Как каждый добрый наставник, Софроний Почацкий, радовался удачам своих воспитанников по училищу, не упуская ни одного случая показать их думным боярам или самому воеводе и притом похвалить. Однажды (как раз когда юного Николая начали терзать различные сомнения: «что есть Истина? Что есть Господне Слово?»), зайдя в школу при храме Трех Святителей по своим делам, его величество князь Василий Лупу обратился к Почацкому с вопросом: «Кто из сих господских отроков более прочих усерден в буквосложении? » — «Николай, сын Гавриила», — отвечал Почацкий. Поглядев на строчки, нацарапанные на табличке, господарь их одобрил. «Кто из отроков усерднее всех в словесности?» — спросил затем воевода. «Николай, сын Гавриила», — отвечал снова Софроний Почацкий и велел питомцу продекламировать латинские стихи Виргилия и Овидия и греческие — Гомера. И с удивлением, и с великим удовольствием слушал юного Николая господарь. А после повелел старику-наставнику: «Приведешь отрока ко двору, пусть послушает его государыня!». И Почацкий повиновался. Вначале привел ученика, словно говорящую куклу, для развлечения Екатерины-черкешенки и обеих княжон, Марии и Руксанды, дочерей покойной княгини Тудоски. Затем, по необходимости — в качестве канцелярского писца, для переписки бумаг, для составления под диктовку писем. А впоследствии также — как помощника самого Почацкого, приглашенного воеводой давать уроки княжеским дочерям. Николай был еще подростком, и никто не мог вообразить, что в те дни, когда он сидел рядом с учителем за лаковым столиком, среди стен, украшенных коврами, гобеленами и образами, среди диванов, устланных мехами, стульев, обитых бархатом, серебряными гвоздями, докучая нежным княжеским отпрыскам правилами латинской или славянской грамматики, силлогизмами или биографиями по Плутарху, — никто не смог заподозрить, что его душу охватывают все большее смущение и волнение, что в ней разгорается яркое пламя. Да и сам Николай не понимал еще, что с ним происходит. Чувствовал лишь, как это было необычно, возвышенно и прекрасно. И этот трепет впервые его охватил при чтении отрывка из «Метаморфоз»:
Не было моря, земли и над всем распростертого неба, —
Лик был природы един на всей широте мирозданья, —
Хаосом звали его. Нечлененной и грубой громадой,
Бременем косным он был, — и только, — где собраны были
Связанных слабо вещей семена разносущные вкупе,
Миру Титан никакой тогда не давал еще света,
И не наращивала рогов новоявленных Феба,
И не висела Земля, обтекаемая током воздушным,
Собственный вес потеряв и по длинным земным океанам
Рук в то время своих не простерла еще Амфридита...

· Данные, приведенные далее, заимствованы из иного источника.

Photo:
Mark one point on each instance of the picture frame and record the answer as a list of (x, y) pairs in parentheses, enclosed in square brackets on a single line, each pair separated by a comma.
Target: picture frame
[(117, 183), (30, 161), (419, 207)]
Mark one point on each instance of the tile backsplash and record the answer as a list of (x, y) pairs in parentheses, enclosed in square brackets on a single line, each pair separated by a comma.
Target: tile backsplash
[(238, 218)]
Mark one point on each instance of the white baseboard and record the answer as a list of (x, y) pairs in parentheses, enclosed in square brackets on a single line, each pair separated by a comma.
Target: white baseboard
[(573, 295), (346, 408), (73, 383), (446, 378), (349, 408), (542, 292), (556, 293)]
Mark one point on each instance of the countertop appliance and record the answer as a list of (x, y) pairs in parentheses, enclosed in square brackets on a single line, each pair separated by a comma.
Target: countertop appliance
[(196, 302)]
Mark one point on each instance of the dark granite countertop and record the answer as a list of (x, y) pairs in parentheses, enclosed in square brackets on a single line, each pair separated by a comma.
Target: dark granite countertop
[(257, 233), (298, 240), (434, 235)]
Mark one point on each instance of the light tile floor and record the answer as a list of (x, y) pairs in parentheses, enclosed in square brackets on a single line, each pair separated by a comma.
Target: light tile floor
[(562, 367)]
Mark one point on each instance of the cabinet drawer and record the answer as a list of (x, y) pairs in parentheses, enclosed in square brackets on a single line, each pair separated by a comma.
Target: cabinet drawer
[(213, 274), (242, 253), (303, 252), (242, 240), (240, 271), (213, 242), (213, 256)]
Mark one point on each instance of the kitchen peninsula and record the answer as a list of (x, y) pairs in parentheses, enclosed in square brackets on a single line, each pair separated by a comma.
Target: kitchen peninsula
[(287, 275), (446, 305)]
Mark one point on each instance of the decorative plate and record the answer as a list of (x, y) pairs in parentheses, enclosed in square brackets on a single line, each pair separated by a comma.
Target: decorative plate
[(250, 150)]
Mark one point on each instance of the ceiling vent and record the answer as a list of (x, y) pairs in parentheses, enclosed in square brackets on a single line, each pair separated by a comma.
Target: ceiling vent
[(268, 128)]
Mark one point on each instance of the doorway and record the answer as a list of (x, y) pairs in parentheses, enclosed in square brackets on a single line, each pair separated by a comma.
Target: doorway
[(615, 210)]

Их было трое. В середине сидела прекрасная княгиня Екатерина, высватанная для своего государя в далеких Кавказских горах постельником Енаке Катарджи. По ее правую руку — княжна Мария, с удлиненным, бледным личиком, выданная позднее замуж за Януша Радзивилла, палатина Литвы. Слева идела Руксанда. Она была еще дитя, примерно одного возраста с ним, в шитой жемчугом шапочке и длинном платье, глядела немного исподлобья, отчего казалась сердитой. Не поздоровалась с ним, не пошевелилась, даже не улыбнулась ему. И все-таки он сразу заметил — в ней было что-то необычное. Такое чудо встречалось ему только один раз в жизни: в ту весну, когда кормилица, поддерживая, направляла его первые шаги по тропинке, поросшей едва проклюнувшейся травкой, во дворе их усадьбы в Милештах. Он остановился перед вишней в цвету (это он понял гораздо позже — что то была вишня и что она цвела), под облаком лепестков, раскачивающихся в лучах солнца; в этом белом облаке с протяжной песней роились пчелы, кружили причудливыми кругами мушки, над ними с ветки на ветку со щебетом перескакивал воробей, весело извещая собратьев на других деревьях о появлении человеческого птенца, который, едва научившись ходить, уже очарован прелестью природы. А он продолжал смотреть — с таким изумлением, так широко распахнув глазки, что бедная кормилица испугалась, — не сглазил ли кто ребенка?